Proceed also writes the runtime log of each step to its own, separate file. This includes the stdout and stderr of the step’s container process. You can see the same output copied into the main proceed.log. But the individual step logs are focused on their own steps and omit prefixes like [INFO].

$ cat proceed_out/hello_world/20230321T184856UTC/step_one.log

hello world

execution record

In addition to these log files, Proceed saves an execution record for each run.
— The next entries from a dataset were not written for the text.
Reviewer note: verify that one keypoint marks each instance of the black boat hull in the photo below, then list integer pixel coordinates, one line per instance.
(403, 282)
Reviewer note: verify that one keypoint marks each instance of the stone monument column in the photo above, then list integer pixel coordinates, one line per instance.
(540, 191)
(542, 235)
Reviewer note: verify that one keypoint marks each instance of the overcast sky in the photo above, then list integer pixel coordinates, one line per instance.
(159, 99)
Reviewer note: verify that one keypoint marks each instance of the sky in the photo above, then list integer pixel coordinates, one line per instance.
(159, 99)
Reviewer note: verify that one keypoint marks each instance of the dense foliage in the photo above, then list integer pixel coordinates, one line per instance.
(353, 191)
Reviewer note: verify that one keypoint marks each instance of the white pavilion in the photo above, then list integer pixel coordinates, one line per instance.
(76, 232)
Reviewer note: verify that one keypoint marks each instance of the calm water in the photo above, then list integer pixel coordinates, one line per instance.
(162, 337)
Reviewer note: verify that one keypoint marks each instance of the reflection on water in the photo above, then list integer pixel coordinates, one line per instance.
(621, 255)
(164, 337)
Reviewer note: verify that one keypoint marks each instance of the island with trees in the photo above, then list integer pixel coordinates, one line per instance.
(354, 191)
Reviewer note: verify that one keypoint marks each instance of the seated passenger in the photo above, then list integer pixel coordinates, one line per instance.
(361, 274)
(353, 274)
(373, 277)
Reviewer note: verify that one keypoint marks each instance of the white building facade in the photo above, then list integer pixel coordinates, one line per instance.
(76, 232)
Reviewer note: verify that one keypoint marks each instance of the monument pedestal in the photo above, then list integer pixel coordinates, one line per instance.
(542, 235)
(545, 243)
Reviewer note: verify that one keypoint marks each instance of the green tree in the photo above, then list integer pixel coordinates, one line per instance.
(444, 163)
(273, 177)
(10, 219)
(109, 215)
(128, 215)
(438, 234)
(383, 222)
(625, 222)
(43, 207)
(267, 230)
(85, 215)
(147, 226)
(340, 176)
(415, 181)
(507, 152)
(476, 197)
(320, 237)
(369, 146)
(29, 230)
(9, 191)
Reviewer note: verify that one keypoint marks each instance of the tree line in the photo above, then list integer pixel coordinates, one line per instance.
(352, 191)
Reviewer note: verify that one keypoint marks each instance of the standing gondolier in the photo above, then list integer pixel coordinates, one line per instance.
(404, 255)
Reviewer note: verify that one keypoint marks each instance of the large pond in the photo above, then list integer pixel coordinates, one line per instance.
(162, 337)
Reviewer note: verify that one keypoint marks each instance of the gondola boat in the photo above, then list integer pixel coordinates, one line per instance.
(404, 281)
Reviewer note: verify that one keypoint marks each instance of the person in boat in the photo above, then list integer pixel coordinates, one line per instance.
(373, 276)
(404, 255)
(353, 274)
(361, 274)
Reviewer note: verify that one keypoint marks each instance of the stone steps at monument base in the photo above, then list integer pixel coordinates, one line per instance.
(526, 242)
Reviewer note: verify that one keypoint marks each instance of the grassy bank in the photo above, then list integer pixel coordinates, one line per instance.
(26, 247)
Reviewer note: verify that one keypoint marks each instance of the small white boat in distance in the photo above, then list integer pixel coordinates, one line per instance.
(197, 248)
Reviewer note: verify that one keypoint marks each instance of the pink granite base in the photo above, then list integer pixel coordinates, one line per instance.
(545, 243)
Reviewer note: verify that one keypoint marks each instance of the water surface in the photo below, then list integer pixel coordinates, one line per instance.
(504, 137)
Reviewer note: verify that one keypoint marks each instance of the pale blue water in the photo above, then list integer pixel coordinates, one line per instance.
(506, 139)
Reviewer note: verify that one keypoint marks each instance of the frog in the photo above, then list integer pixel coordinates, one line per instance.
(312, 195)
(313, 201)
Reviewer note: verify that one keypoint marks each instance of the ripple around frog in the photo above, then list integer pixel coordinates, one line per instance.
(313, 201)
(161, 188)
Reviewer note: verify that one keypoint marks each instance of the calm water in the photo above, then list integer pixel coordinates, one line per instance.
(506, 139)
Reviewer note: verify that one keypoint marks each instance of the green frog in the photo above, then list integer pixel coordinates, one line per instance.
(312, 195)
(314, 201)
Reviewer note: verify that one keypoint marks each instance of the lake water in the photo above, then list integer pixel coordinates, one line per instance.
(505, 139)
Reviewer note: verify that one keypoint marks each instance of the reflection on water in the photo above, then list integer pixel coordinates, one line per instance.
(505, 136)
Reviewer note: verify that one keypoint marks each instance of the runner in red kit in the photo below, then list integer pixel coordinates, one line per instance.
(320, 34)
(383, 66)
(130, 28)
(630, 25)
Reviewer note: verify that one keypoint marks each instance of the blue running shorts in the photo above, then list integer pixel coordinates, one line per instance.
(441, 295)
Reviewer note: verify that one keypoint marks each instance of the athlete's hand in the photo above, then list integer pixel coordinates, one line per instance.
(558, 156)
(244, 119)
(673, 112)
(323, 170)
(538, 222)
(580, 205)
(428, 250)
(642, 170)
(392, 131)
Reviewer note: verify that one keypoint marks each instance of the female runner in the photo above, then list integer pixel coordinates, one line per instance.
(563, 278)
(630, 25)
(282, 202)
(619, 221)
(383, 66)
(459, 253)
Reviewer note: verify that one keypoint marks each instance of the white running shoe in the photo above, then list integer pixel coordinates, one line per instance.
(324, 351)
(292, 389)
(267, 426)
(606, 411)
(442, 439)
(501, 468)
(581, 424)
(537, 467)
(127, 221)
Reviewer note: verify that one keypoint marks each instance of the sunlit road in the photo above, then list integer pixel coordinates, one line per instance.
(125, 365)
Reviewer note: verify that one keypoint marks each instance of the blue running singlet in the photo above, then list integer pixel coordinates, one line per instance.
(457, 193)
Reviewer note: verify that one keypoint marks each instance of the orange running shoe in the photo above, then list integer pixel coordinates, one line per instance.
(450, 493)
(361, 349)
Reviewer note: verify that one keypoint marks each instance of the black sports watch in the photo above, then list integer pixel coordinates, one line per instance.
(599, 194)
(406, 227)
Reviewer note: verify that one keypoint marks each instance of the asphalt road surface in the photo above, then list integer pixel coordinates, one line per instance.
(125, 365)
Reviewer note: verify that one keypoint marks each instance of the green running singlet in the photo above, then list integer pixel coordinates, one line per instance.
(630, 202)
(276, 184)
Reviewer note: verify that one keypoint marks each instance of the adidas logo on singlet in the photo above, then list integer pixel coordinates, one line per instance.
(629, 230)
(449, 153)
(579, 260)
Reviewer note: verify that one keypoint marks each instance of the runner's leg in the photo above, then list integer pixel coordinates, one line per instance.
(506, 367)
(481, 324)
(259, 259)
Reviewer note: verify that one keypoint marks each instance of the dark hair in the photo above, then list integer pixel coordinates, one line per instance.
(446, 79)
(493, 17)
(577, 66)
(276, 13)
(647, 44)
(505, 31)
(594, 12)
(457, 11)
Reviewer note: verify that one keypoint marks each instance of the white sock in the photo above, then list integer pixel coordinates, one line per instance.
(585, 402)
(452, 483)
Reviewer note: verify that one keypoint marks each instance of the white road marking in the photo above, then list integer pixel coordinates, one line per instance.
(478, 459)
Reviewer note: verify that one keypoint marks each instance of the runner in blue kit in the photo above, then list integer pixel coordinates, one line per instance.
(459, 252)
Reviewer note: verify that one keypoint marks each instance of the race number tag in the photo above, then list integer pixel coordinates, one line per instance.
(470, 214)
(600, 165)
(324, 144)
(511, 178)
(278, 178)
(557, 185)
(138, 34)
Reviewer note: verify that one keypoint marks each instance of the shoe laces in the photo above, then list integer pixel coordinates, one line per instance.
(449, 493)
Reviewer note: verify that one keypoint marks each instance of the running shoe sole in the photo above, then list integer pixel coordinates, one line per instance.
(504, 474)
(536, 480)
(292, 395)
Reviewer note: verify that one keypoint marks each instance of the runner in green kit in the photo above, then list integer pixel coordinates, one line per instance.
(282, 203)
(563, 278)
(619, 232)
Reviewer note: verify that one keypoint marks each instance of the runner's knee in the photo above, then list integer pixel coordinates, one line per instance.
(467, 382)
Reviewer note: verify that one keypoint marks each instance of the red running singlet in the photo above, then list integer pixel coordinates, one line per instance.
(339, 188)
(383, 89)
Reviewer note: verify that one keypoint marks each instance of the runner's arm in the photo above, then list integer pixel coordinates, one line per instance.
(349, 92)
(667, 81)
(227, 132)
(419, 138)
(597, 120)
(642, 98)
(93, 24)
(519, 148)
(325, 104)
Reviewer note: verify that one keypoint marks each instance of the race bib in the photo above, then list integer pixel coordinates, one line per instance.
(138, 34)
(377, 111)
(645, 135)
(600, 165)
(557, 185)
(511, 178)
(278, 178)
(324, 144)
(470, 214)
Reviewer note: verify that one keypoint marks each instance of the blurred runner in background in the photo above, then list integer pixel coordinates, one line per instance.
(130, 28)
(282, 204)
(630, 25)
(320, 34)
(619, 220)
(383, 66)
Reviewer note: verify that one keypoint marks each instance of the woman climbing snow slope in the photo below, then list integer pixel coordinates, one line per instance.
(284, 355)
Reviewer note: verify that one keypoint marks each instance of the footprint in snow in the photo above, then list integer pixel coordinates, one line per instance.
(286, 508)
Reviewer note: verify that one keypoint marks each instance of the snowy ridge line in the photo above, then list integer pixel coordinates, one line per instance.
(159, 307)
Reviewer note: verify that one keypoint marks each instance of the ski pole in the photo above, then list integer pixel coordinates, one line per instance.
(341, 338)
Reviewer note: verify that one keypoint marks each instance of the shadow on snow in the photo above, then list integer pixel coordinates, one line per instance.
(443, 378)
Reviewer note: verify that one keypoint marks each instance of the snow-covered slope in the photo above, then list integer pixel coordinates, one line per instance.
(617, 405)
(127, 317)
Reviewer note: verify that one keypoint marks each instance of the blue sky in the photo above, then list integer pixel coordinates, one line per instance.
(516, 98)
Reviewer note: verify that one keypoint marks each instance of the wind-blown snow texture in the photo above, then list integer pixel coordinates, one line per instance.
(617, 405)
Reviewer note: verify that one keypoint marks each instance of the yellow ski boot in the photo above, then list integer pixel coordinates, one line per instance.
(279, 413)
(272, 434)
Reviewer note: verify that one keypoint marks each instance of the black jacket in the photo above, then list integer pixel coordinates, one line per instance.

This is an auditable record of facts like:

  • the pipeline spec that was used

  • results for each step like image id, exit code, timing, and checksums of input and ouput files

  • overall timing

$ cat proceed_out/hello_world/20230321T184856UTC/execution_record.yaml
original:
  version: 0.0.1
  steps:
    - {name: step one, image: ubuntu, command: echo "hello world"}
amended:
  version: 0.0.1
  steps:
    - {name: step one, image: ubuntu, command: echo "hello world"}
timing: {start: '2023-03-21T18:48:56.600323+00:00', finish: '2023-03-21T18:48:57.451028+00:00', duration: 0.850705}
step_results:
  - name: step one
    image_id: sha256:08d22c0ceb150ddeb2237c5fa3129c0183f3cc6f5eeb2e7aa4016da3ad02140a
    exit_code: 0
    log_file: proceed_out/hello_world/20230321T184856UTC/step_one.log
    timing: {start: '2023-03-21T18:48:56.600597+00:00', finish: '2023-03-21T18:48:57.441764+00:00', duration: 0.841167}
    skipped: false

Here is some explanation of this “hello world” execution record.

original

This is the input pipeline spec, as parsed from hello_world.yaml. The YAML formatting may differ somewhat from the input spec, but the content will be equivalent.

amended

This is a version of the original, potentially altered at runtime by proceed.model.Pipeline.args and a proceed.model.Pipeline.prototype The amended version is what actually gets executed, so it’s worth recording this explicitly. In this example, the original and amended versions are the same.

timing

This records UTC datetimes when the pipeline started and finished, and the duration in seconds.

step_results

This is a list of proceed.model.StepResult, one for each of the input proceed.model.Pipeline.steps. These step results will contain many of the interesting, auditable facts like unique image id, process exit code, and checksums of input and ouput files. See the linked API docs for more details.

This example is about as simple as a Proceed execution record gets. The API docs for proceed.model.ExecutionRecord lead to more examples of what can be included.